La voz de la imagen has been conceived as a free-access website where new material will be added. For now, there are six interviews available, with a further four to be uploaded in the coming weeks. "In all we have around 15," notes López Mondéjar. Each interview is 15 minutes long, with the photographer their sole star.
"We believe that these documentaries are an extremely valuable tool for teaching and disseminating our contemporary culture," reads the website. "We are not only showing the history of Spanish photography to the general public; through the inestimable testimony of the photographers themselves, we are also bringing them close to the social, working, political and economic realities of Spain at the time."
Memories, anecdotes, unwritten laws of a young profession, stories about towns and cities, about Madrid, Barcelona and Paris. The history of Spanish photography is a surprising blend of attraction for time-honored traditions but also for signs of a new era. It was a time when the roads were shared by religious processions and by Fiat 600s, which became a symbol of modernity.
"We were not aware that we were capturing the portrait of an era, we just wanted to take pictures," says Ramón Masats, 82, who admits he hates his famous shot of a priest. One day, he confesses, he just got tired. "I was very happy taking pictures, until one day it was over. I got lazy and lost motivation."
Eugeni Forcano's instinct for the streets is apparent in his moving La mirada insondable (The impenetrable look), and in his photo of a child crying disconsolately at Barcelona's La Monumental. But hearing him speak belies a strange innocence, which contrasts with his sharp mustache. "I took my first photograph with my mother's wooden camera - nobody showed me anything," explains Forcano, sitting in his baroque home filled with dolls and antiques.
Another great documentary photographer, Ricard Terré, who died in 2009, compared his own gestures with those of a matador: "It's like the bullfighter, who does not recreate the bull's movement but takes advantage of it." Terré's most iconic image is of a cross-eyed girl dressed for her First Communion. "I was advised not to show it, but it was never my intention to create a scandal, not even with my toughest pictures. To me that image was full of tenderness."

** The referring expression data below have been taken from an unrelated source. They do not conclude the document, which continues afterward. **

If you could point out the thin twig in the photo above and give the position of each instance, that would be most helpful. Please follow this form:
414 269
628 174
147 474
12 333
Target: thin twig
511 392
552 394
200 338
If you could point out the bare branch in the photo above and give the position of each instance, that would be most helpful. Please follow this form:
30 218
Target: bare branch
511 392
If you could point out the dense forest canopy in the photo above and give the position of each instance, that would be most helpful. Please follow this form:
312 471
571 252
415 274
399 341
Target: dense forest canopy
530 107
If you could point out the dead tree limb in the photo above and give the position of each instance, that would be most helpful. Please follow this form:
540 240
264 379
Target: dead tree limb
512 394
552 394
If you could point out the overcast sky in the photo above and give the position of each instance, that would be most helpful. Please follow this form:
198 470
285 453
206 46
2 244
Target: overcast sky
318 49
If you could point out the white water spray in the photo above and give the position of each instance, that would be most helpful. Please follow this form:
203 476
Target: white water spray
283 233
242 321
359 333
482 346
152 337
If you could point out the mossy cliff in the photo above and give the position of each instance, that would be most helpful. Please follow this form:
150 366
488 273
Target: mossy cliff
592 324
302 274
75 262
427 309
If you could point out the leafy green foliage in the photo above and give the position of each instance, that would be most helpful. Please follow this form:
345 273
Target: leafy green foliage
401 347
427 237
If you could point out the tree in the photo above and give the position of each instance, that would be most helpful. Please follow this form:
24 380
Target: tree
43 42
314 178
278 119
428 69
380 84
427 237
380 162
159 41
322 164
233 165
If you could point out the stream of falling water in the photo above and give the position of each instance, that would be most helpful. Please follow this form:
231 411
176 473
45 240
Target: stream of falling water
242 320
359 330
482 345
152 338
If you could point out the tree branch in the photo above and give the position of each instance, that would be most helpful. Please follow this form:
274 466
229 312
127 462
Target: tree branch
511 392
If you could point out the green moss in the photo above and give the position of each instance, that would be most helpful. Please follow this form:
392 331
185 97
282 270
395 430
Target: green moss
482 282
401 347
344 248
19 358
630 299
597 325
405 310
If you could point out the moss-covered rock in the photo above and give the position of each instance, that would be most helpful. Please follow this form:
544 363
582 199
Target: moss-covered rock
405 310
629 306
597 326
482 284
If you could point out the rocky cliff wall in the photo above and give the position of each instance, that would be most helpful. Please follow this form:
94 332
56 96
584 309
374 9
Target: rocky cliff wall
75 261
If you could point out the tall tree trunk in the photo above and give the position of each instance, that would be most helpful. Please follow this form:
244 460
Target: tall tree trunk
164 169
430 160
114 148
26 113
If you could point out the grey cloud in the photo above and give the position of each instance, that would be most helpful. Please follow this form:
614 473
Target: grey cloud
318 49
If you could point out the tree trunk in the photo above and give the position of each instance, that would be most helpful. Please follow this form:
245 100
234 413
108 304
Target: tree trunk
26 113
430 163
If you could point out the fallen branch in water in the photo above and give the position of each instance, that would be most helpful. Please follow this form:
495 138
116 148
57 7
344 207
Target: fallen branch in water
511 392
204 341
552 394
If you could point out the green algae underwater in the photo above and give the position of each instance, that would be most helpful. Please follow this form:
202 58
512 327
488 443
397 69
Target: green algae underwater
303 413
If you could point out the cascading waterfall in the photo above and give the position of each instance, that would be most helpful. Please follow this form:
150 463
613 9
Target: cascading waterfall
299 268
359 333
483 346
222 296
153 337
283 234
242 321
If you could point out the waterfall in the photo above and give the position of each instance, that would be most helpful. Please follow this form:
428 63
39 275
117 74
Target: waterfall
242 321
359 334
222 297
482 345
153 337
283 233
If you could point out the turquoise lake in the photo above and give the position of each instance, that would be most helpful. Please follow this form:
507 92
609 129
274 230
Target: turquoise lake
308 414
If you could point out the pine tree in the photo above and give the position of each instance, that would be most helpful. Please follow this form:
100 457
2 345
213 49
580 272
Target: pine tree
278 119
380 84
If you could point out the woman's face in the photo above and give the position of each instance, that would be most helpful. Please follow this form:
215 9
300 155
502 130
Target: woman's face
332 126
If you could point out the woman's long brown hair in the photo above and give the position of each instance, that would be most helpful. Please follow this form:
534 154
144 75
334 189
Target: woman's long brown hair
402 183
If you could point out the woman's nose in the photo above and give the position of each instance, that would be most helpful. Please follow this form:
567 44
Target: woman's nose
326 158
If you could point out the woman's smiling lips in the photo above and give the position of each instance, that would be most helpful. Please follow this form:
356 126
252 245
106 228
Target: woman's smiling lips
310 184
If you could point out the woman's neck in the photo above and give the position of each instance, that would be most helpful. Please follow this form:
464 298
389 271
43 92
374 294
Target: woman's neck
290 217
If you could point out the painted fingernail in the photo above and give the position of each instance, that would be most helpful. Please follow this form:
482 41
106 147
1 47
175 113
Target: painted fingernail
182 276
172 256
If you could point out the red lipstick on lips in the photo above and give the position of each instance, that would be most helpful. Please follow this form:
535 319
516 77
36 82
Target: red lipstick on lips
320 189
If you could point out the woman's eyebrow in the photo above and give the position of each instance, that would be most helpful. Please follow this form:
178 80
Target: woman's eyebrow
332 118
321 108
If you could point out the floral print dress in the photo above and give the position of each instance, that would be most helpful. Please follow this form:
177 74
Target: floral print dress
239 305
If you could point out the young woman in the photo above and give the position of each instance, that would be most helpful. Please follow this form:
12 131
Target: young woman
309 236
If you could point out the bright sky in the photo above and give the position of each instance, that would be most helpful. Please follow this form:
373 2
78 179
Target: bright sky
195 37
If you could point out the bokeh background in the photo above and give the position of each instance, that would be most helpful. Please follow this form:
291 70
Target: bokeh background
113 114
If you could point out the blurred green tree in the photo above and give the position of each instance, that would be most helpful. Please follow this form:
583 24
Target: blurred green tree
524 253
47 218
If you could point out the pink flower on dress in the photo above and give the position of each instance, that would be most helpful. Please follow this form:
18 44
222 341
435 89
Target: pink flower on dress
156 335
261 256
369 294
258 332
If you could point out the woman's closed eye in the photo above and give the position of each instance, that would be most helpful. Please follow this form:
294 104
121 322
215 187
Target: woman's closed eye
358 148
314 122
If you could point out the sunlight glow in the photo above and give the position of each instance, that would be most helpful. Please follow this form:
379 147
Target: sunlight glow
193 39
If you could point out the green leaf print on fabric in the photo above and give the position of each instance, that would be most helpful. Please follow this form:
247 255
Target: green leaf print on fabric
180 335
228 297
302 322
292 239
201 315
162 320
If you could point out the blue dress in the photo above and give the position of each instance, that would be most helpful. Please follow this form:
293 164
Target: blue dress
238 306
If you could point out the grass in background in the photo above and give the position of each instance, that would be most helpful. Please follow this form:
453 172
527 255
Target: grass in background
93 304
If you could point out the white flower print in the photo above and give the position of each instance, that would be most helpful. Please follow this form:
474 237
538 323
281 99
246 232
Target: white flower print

"Why do we take pictures?" wonders Leopoldo Pomés, a pioneer of a kind of photography filled with beauty and sophistication. "Like García Márquez says, so that we may be loved, so that we may be noticed."
Piedad Isla, one of the few women who worked in this trade at the time, and who has since passed away, explained in her interview that “there were laws prohibiting women from doing many things, but none of them said that a woman could not be a photographer. So I decided to be one.” She became famous in the mountains of Palencia because she was always zooming around on her Vespa scooter, wearing a helmet. “When I showed up at the villages it was almost a party, and there were so few causes for celebration that indeed, it was a party.”